SuspiciousFeb 12, 2026, 10:26 AM
Verdict
suspicious
Confidence
medium
Model
gpt-5-mini
Summary
The skill mostly does what it claims (scan for outbound URLs/network calls), but the included script contains code and constants for quarantining and writing allowlists (modifying other skills/workspace) while the documentation emphasizes a free 'alert-only' mode — this mismatch and the ability to modify workspace files is concerning.
Guidance
This skill largely does what it says — scanning for outbound URLs and network calls — but the bundled script contains code paths for saving an allowlist and for quarantining/modifying skills (renaming directories, inserting block comments). The SKILL.md and README emphasize 'alert-only' for the free version yet the code includes modification capabilities; source/homepage are not provided. Before installing or running: (1) review the full scripts (search for rename/move, os.remove, shutil.move, write/open calls that change other directories), (2) run scans on a copy or a non-production workspace first, (3) back up your workspace/skills, (4) prefer running with --skills-only and in read-only mode if available, and (5) avoid granting broad write access if you don’t trust the source. If you need absolute assurance, ask the publisher for a provenance URL or a signed release and/or run the script in an isolated container or VM.
Findings
[network_call_detection_patterns] expected: The script includes regexes and heuristics to detect network libraries, curl/wget, and outbound URLs — this is expected for a DLP/egress scanner.

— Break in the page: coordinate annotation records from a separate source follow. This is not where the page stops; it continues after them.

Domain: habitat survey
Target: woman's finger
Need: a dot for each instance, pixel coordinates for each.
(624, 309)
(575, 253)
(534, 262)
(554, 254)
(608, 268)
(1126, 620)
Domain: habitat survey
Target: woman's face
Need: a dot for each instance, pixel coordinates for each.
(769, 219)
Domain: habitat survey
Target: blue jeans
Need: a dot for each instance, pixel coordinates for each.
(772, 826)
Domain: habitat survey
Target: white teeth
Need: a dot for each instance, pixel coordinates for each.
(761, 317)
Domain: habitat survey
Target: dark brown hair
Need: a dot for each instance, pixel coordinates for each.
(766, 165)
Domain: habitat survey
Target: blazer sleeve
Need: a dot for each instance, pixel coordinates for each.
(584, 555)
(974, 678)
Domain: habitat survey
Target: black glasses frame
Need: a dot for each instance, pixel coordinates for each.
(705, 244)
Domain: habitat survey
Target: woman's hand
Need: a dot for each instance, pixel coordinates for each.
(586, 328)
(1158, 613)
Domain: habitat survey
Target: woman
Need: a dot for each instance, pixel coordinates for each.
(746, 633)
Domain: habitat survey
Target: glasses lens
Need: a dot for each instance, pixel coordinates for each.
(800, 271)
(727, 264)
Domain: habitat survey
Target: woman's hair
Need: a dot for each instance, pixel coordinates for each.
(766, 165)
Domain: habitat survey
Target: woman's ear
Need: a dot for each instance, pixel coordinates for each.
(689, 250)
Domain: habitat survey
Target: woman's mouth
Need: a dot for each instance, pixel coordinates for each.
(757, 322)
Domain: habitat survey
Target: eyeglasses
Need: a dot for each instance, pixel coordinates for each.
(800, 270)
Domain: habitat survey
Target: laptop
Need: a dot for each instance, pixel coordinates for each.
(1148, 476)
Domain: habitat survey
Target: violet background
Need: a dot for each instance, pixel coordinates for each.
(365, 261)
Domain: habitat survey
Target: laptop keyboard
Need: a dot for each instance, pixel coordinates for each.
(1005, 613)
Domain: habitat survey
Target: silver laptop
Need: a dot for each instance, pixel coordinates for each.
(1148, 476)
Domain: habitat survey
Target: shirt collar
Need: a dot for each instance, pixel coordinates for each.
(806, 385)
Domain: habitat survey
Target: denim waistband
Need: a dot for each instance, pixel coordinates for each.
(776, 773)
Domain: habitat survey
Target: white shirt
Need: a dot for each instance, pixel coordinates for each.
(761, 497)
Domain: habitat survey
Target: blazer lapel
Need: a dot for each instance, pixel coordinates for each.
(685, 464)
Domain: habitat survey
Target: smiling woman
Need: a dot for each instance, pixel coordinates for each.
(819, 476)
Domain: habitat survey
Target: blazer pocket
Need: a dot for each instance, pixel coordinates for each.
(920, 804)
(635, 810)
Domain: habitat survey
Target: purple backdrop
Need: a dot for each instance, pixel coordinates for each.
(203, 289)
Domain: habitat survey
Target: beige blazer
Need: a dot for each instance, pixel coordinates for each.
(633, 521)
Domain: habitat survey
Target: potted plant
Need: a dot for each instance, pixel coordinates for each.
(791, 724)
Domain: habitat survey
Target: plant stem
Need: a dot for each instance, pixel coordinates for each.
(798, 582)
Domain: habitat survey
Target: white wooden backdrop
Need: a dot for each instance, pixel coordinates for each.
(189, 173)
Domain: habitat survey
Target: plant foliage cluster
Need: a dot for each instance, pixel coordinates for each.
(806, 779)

[allowlist_persistence_write] unexpected: The script defines ALLOWLIST_FILE and implements save_allowlist/load_allowlist to write .egress-allowlist.json into the workspace. The SKILL.md promised 'free alert' with pro features for allowlists; persistent writes should be explicitly documented and opt-in.
[quarantine_modification_capability] unexpected: Constants like QUARANTINE_PREFIX and BLOCK_COMMENT plus header text mentioning 'quarantine' and 'block' indicate the script is capable of modifying or renaming other skill directories and adding block comments — behavior not clearly declared in runtime instructions.

Review Dimensions

Purpose & Capability
noteName/description match the code's scanning capabilities (URL detection, network-call heuristics). Requiring only python3 is proportionate. However, the package also contains constants and helper functions for quarantine and allowlist persistence (QUARANTINE_PREFIX, BLOCK_COMMENT, save_allowlist) which go beyond a read-only scanner and are not clearly declared in SKILL.md's 'free alert' description.
Instruction Scope
concernSKILL.md documents only scanning, domain listing, and status commands and promises 'everything runs locally' with no external I/O. The script's header and constants indicate functionality to quarantine skills and enforce allowlists (which implies modifying files/directories). The instructions do not warn that running the script could rename directories, write .egress-allowlist.json, insert block comments, or otherwise modify workspace/skills.
Install Mechanism
okNo install spec; the skill is shipped as a script and README. That's low-risk from supply-chain/remote-download perspective. It does include an actual script file (not instruction-only), so there is executable code to review.
Credentials
concernThe skill requests no credentials and only python3, which is appropriate for scanning. However the script reads and writes inside the user's workspace (loads/saves an allowlist file and likely can quarantine/modify other skill directories). That level of filesystem write access should be explicitly declared and justified; it is not surfaced clearly in the SKILL.md usage examples.
Persistence & Privilege
concernThe skill is not always-enabled and not force-installed, which is good. However the code appears able to modify other skills (quarantine via directory rename/prefix and potentially inject block comments) and to persist an allowlist in the workspace. Modifying other skills' files or directories without an explicit, visible opt-in is a privileged action and a notable risk.